Она подала ему картонный ящик, ножницы и какой-то моток. Мужчина сгрёб нас, запихнул внутрь, закрыл крышку и начал заматывать. В коробке было слишком тесно, мы царапали стенки и мяукали что было сил. Мужчина сильно встряхнул нас и куда-то бросил. Некоторое время всё прыгало и переворачивалось, потом прекратилось. Мышка, Малыш и Пушок не открывали глаза. Было жарко и тяжело дышать, я мяукал всё тише и тише и из последних сил продолжал кусать стенки и царапаться.
- Почему люди так сделали? – спросил Малыш. – Почему они не забрали нас домой? Может, это какая-то ошибка, может, сейчас они вернуться?
Но никто не приходил. Сил скрестись больше не было. Я высунул розовый язык. Стало темно и тихо. Я умер.
~Три~
- Да кого тут искать, всё равно все уже сдохли!
Воздух! Воздух и свет! Я попытался замяукать, но услышал только свой хрип. Лапы не слушались. С коробки кто-то снял крышку, и я увидел ветки деревьев, небо и кружащих птиц.
- Смотри: вот этот вроде дышит!
Молодая девушка подхватила меня на руки и начала тереть спину и уши. Она была в резиновых перчатках, от неё пахло животными и больницей. Тот самый страшный запах, с которого всё началось! Я почувствовал, как шерсть на моём загривке становится дыбом, и выпустил когти.
- Испугался? Ничего, теперь мы и тебя попробуем пристроить.
Пристроить? Опять пристроить?
Я уже знал, что происходит с котами после этих слов, поэтому собрал все силёнки и вцепился когтями и зубами в то место, где заканчивалась перчатка, но ещё не начиналась куртка. Девушка вскрикнула и разжала руки. Я вывернулся и пустился наутёк.
Я бежал по таким же картонным коробкам, в которых лежали котята: белые, рыжие, серые, совсем маленькие и подросшие. Пахло болотом, грязью и смертью, я бежал и бежал, пока совсем не выдохся. Лапы свело от страха, голода и усталости. Я попил воды из вонючей лужи с разноцветными разводами, спрятался за какой-то трубой, от которой шёл пар. И уснул.

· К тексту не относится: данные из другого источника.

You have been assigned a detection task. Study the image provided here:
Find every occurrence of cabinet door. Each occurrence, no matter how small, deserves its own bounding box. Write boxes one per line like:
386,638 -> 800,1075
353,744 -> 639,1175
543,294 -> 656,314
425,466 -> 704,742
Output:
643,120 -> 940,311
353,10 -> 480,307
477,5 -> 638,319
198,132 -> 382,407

Проснувшись, я почувствовал себя немного лучше. Вокруг был лес, а чуть подальше что-то шумело. Значит, мы приехали оттуда. Туда я и пойду.
Мой красивый бант испачкался и съехал на бок, в шерсть набились сухие листья, от меня пахло мусором, болел живот, но останавливаться было нельзя – я шёл и шёл вперёд. Я обязательно должен выжить.
~Четыре~
Я шёл очень долго. Лапы болели, язык высох, но мне нужно было дойти до горящих огней: там может найтись еда. Когда я перебегал дорогу, меня чуть не сбила машина, потом кто-то позвал – я не подошёл. Вот, наконец, я добрался до каких то домов и принюхался, чтобы понять, где же тут складываются объедки.
Помойка нашлась, и я зарылся в колбасные очистки и остатки жирных котлет. Было противно, но выбирать не приходилось. Я так увлёкся, что не заметил, как два человеческих детёныша подошли сзади, схватили меня за шкирку и куда-то потащили. Я истошно завопил.
- Заткнись, ты, урод. – Один из детёнышей ударил меня по спине, морщась от отвращения.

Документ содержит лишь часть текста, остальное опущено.